The surgeon is a Dr. Jacques Bérès, one of the founders of Doctors Without Borders in the early seventies, and then another organization, Doctors of the World, in 1980. He is familiar with war zones, having spent much of his career helping from Saigon to Sierra Leone. In his picture he has the look of a benign grandfather, but the story belies that and you are left with a picture of compassion and courage; a man with a sense of purpose who doesn’t shy away from fulfilling that purpose. The worst of conditions awaited him in Syria. He was smuggled in through the Lebanese border with medical equipment, stopping on the way in another city to aid a Syrian physician.  When he finally reached Homs and set up the temporary hospital, he treated war wounds of all kinds, some that will haunt him forever. Men, women, and children, the future of Syria, were treated from damage caused by war wounds – I think we call this “civilian casualties”, a nice, sanitary name.

In a radio interview in Paris on return from Syria he says this: “I was sad… I saw useless suffering, cruelty, meanness, the suffering of children, of families.” He used this sadness to energize a gift, to be a person who brought healing in the midst of war.
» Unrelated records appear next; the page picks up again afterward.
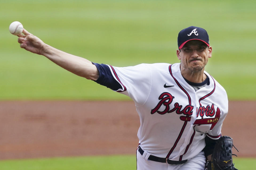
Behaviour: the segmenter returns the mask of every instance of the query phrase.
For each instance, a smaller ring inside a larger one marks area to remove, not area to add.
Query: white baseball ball
[[[18,35],[22,32],[23,26],[18,21],[14,21],[10,25],[9,27],[10,32],[15,35]]]

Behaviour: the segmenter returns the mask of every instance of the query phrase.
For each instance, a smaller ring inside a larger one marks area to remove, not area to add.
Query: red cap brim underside
[[[187,41],[186,41],[185,42],[183,42],[183,43],[182,43],[182,44],[181,44],[181,45],[179,47],[179,49],[181,49],[181,48],[182,48],[183,47],[183,46],[184,46],[184,45],[185,45],[185,44],[187,43],[187,42],[188,41],[190,41],[191,40],[199,40],[200,41],[203,41],[203,42],[205,43],[206,44],[206,45],[207,45],[207,46],[210,46],[210,45],[209,44],[208,44],[208,43],[207,43],[205,41],[203,41],[202,40],[199,40],[199,39],[191,39],[191,40],[189,40]]]

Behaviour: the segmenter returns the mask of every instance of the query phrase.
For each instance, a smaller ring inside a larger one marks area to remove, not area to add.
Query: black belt
[[[141,148],[140,146],[139,146],[139,152],[141,153],[141,155],[143,154],[144,151]],[[148,159],[154,161],[162,162],[163,163],[167,163],[168,164],[183,164],[187,161],[187,159],[183,160],[181,161],[175,161],[170,160],[168,158],[159,158],[153,155],[150,155]]]

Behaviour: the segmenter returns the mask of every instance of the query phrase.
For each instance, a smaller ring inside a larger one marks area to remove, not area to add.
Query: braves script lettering
[[[178,103],[176,102],[174,104],[174,107],[170,109],[170,105],[172,102],[174,98],[174,96],[168,92],[164,92],[162,93],[158,97],[158,99],[160,100],[160,101],[155,108],[151,110],[151,114],[154,114],[157,112],[160,114],[164,114],[167,113],[172,113],[175,111],[177,114],[183,114],[187,116],[192,115],[194,107],[191,105],[188,105],[183,107],[182,105],[180,105]],[[165,107],[164,110],[162,111],[158,110],[163,105]],[[202,119],[205,115],[207,117],[213,117],[215,114],[215,110],[214,108],[214,105],[213,104],[212,104],[210,107],[209,105],[207,105],[206,107],[200,106],[197,109],[197,117],[200,116]],[[217,110],[218,113],[217,113],[218,115],[219,114],[220,112],[218,108],[217,108]],[[219,116],[219,115],[218,115],[218,116]],[[218,120],[219,118],[219,117],[217,117],[210,119],[201,119],[200,121],[202,122],[200,124],[216,123]],[[202,123],[203,120],[203,123]]]

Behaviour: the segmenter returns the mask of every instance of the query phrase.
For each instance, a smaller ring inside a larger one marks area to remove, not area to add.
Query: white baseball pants
[[[203,152],[182,164],[170,165],[144,159],[137,151],[137,170],[205,170],[205,157]]]

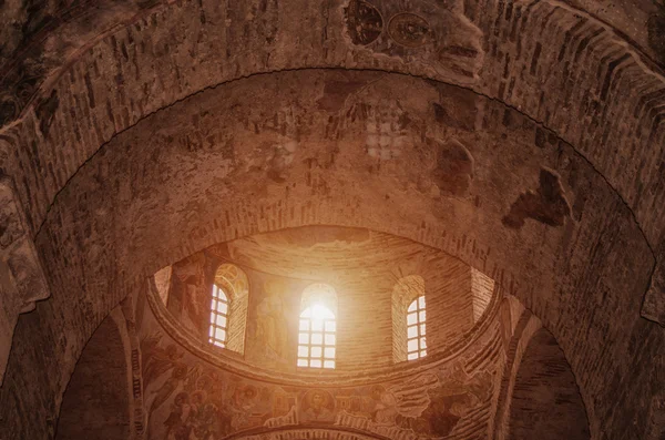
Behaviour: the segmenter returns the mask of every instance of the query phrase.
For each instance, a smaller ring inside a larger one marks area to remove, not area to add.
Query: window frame
[[[330,317],[316,318],[316,307],[323,308]],[[315,321],[320,321],[320,329],[314,328]],[[320,341],[314,341],[315,335],[320,336]],[[315,304],[300,313],[296,366],[320,370],[334,370],[337,366],[337,316],[325,305]]]
[[[415,306],[415,307],[413,307]],[[410,319],[415,316],[415,319]],[[407,307],[407,361],[422,359],[427,356],[427,304],[424,295],[418,296]],[[410,331],[415,329],[413,331]],[[416,341],[416,348],[411,348]]]
[[[228,328],[231,321],[231,301],[229,295],[217,284],[213,284],[213,294],[211,299],[211,319],[208,321],[208,342],[217,348],[226,348],[228,344]],[[226,313],[219,311],[218,305],[226,307]],[[225,320],[225,325],[217,324],[217,317]],[[223,339],[217,338],[217,329],[223,331]]]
A person whose countenance of “quiet energy and purpose” affected all those who were working with him.

I’ve heard it said that character during crisis doesn’t suddenly emerge, but is a product of daily decision-making when there is no crisis. If so then that is my challenge – to daily make choices that count. To have it said that in a crisis I worked with a “quiet energy and purpose” is the height of compliments; to be a healer in the midst of war like Dr. Bérès.

We all have stories of hope in the midst of tragedy, healing in the midst of war. Would love to hear some of yours through the comments!